This blog post declares some culture boundaries. Namely, the team intends to keep the dsl targeted at this domain, rather than expanding to general computation in some far future. This enables them to focus on common target language constructs and keep their documentation efforts toward similar experts. They acknowledge that this demands more of their users, for <example all> external imports must be in the same folder when compiled, but allows for simplicity and clarity all around.

Hence, the author uses the analogy of a desert creature that survives in an environment of constrained resources.

earenndil · on June 19, 2018

Honestly, if it's not intended for general use, I don't think it's worth it to complicate the build process, and complicate the process of setting up a dev environment by installing a whole new compiler toolchain just for a couple of small functions.

pjmlp · on June 19, 2018

While I agree with your point of view regarding production code, it is this continuous ongoing effort of such language designers that eventually (with a bit of luck as well) turn a programming language from "yet another one" to something relevant.

awb · on June 19, 2018

> Thus, even were Futhark to become the indisputably best language in its area - which is certainly the goal! - the user base would still be small, and so would the development resources.

Exactly.

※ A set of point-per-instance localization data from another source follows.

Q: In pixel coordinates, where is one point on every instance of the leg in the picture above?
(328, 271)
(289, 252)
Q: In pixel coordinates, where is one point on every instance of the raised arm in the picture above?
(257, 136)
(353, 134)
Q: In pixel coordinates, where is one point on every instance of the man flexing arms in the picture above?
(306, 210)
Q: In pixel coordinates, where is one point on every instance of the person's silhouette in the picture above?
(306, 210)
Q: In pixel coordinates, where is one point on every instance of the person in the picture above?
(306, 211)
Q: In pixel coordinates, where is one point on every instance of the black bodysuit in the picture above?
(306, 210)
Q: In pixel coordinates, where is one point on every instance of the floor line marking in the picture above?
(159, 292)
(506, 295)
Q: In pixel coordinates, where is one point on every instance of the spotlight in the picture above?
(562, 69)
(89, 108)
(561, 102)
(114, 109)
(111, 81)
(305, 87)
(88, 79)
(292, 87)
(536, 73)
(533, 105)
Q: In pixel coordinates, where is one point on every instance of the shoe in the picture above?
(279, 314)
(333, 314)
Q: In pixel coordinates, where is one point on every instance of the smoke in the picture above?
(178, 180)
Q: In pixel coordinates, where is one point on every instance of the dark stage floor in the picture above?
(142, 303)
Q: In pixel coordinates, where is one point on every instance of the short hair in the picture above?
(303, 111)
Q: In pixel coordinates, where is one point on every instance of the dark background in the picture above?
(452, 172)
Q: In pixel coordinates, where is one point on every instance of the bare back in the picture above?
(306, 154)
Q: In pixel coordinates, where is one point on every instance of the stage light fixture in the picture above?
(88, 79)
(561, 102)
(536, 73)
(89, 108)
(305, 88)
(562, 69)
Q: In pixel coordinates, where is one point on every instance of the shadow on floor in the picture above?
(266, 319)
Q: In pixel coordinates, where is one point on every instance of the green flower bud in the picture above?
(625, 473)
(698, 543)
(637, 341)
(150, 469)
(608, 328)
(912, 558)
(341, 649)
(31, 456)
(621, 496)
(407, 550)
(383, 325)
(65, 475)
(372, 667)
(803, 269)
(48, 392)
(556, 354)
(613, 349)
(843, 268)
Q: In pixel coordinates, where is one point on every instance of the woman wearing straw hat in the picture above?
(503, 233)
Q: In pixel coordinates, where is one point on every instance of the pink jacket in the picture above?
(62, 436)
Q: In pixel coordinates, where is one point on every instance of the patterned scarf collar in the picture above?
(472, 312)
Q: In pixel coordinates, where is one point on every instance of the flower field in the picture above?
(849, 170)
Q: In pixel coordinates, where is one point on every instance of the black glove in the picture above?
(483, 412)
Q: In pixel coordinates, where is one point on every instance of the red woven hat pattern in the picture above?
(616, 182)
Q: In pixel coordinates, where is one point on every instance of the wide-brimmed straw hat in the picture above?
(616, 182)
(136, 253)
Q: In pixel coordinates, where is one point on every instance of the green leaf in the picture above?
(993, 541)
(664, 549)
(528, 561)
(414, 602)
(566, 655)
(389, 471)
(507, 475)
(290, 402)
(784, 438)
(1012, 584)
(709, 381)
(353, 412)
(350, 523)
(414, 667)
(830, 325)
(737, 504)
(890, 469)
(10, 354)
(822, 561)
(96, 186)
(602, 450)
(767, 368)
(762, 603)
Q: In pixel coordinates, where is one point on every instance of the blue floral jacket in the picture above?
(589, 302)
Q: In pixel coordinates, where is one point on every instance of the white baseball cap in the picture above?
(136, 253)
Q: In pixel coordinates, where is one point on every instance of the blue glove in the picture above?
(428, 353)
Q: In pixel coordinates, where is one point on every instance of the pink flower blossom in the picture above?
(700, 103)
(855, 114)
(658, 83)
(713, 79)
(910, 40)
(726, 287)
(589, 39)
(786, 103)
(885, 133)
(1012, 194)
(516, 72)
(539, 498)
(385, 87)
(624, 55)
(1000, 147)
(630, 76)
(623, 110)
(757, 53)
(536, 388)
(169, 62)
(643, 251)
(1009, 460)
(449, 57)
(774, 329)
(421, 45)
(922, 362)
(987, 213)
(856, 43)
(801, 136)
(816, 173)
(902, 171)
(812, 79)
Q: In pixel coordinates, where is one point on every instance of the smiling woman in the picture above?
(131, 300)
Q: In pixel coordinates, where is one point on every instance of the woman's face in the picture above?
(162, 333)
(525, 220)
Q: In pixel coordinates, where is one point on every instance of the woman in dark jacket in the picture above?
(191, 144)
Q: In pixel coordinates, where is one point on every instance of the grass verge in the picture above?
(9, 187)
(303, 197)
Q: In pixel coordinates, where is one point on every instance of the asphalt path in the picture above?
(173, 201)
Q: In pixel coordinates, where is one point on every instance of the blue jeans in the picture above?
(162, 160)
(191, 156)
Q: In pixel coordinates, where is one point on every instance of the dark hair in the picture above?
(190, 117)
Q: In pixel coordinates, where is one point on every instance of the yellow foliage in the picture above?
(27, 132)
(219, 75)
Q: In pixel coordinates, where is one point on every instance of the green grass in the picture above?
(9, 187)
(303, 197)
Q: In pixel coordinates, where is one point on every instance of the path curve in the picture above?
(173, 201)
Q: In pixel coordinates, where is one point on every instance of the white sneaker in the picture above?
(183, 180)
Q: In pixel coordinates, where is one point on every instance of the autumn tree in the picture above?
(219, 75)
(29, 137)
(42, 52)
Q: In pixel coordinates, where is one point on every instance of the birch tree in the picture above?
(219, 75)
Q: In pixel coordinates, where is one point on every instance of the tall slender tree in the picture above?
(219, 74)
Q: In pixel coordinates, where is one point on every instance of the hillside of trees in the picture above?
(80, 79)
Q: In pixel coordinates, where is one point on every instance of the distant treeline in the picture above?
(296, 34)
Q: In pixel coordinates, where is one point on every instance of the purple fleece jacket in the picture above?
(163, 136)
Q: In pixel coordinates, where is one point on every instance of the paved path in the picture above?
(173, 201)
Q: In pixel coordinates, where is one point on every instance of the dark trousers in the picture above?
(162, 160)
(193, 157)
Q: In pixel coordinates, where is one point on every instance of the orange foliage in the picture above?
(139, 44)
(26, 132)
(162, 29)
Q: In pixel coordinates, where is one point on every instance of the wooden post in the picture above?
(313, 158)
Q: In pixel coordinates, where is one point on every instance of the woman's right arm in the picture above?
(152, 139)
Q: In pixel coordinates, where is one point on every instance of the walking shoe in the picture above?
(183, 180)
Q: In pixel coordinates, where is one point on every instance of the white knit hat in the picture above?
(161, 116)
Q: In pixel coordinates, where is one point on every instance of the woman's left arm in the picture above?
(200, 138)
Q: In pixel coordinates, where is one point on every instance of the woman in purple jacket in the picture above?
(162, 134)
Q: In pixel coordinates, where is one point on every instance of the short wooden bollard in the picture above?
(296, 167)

If I'm selecting a language for any critical components, it's going to be one with a strong community, not something obscure that might be a little less verbose or a little more performant.

Athas · on June 19, 2018

What if it's a lot more performant? It's of course always a risk to incorporate another language, but sometimes performance is a critical feature, yet you have no time or inclination to write (say) low-level GPU code by hand. Futhark is more of an alternative to CUDA or OpenCL than to high-level languages.

Also, there is the important property that Futhark programs tend to be fairly small, and are semantically close to ordinary functional programming. Thus, even in a worst case situation where the Futhark compiler is abandoned, it is a reasonable task to simply rewrite all the code in another high-level language.

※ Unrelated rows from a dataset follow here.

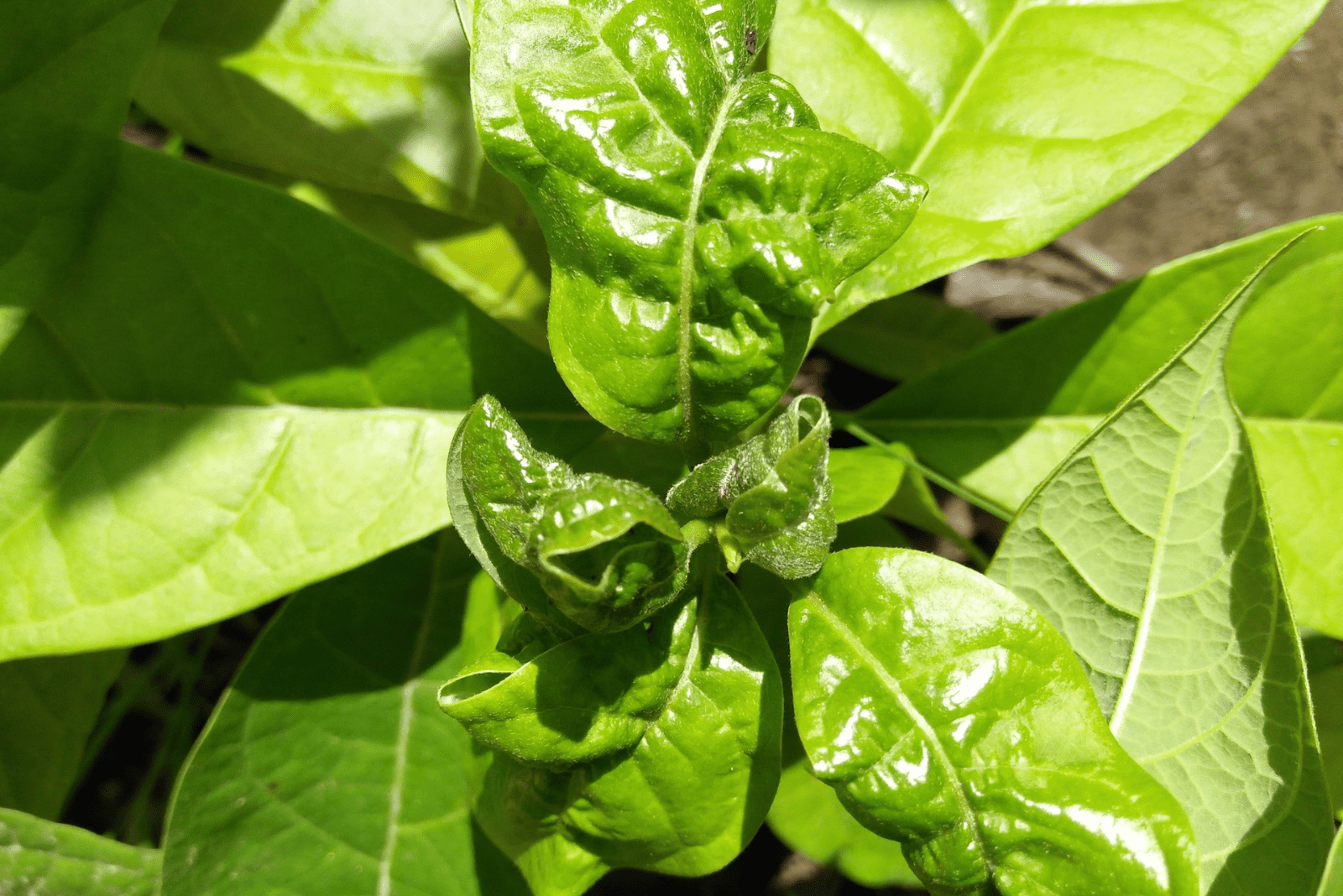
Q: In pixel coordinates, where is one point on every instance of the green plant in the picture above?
(653, 608)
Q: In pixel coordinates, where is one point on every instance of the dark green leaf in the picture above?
(46, 714)
(1150, 549)
(328, 768)
(948, 715)
(685, 800)
(696, 216)
(1009, 107)
(1004, 416)
(906, 336)
(40, 857)
(771, 494)
(606, 551)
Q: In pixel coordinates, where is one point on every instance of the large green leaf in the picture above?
(1024, 116)
(328, 768)
(1150, 549)
(687, 799)
(230, 396)
(42, 857)
(1001, 418)
(696, 215)
(46, 715)
(948, 715)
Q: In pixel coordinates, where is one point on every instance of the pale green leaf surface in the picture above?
(40, 857)
(809, 819)
(1150, 549)
(47, 711)
(696, 215)
(1002, 418)
(328, 768)
(1011, 109)
(186, 435)
(948, 715)
(685, 800)
(906, 336)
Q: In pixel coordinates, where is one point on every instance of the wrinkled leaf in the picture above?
(579, 701)
(47, 711)
(606, 551)
(696, 216)
(1002, 418)
(771, 494)
(190, 436)
(39, 857)
(328, 768)
(948, 715)
(809, 819)
(1150, 549)
(1009, 107)
(685, 800)
(906, 336)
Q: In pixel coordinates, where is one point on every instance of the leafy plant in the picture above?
(621, 608)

earenndil · on June 19, 2018

> sometimes performance is a critical feature, yet you have no time or inclination to write (say) low-level GPU code by hand

I also have no time or inclination to integrate an entirely new tool into my build chain, complicate and lengthen the build process, and increase the cognitive load required to begin working on the project.

Athas · on June 19, 2018

Sure, that's a fine judgment for most applications. That's exactly why high-performance languages (of any kind) necessarily must remain somewhat niche.

Although I will point out that the point of this post is exactly to try to minimise the build system complication and cognitive load as much as possible, so Futhark will be useful to just slightly more projects.

RasmusWL · on June 19, 2018

That's totally fine.

Futhark is an offer for people that need high performance code, but could spend their time on better things than writing CUDA/OpenCL code by hand.

Clearly that's not everyone. Maybe you don't need high performance code. Maybe you need to squeeze every last bit of performance out of your GPUs, so you actually need to spend time writing your own CUDA/OpenCL code.

So while it might not be worth it for you, it might be worth it for people trying to solve other kinds of problems :)

crummy · on June 19, 2018

That's probably why they focussed on making the compiler as simple and straightforward to use as possible, so it does not significantly increase the complexity of your build process.

orbifold · on June 19, 2018

You would still need to wrap it in some form for it to be useable from most other build systems except make. For build systems such as bazel this is quite some work for little immediate benefit.

taneq · on June 19, 2018

> Fairly sure you don’t have to watch out for sandworms in a real desert.

Doesn't that map rather well to being acquired by $bigcorp?

erikpukinskis · on June 19, 2018

Transcendant read. Bang on.

dom96 · on June 19, 2018

So futhark is designed to be small and specific to a single class of problems. Has the author considered implementing it in another language as a DSL?

Athas · on June 19, 2018

Yes, we considered that. There were two reasons we wrote a standalone language instead:

* It gives more flexibility and simplicity, regarding both syntax and type system. The compiler can also more easily analyse the AST, because there are no artifacts of an embedding.

* An embedded DSL is practically available only to users of the host language. In contrast, Futhark is equally accessible to many languages, either via direct code generation (such as for Python), or using a fairly simple C FFI.

The best example of an embedded high performance DSL is, I believe, Accelerate[0] for Haskell. It is really good, but is ultimately only accessible to Haskell programmers, and the implementation has to solve non-trivial problems related to the embedding.

[0]: http://hackage.haskell.org/package/accelerate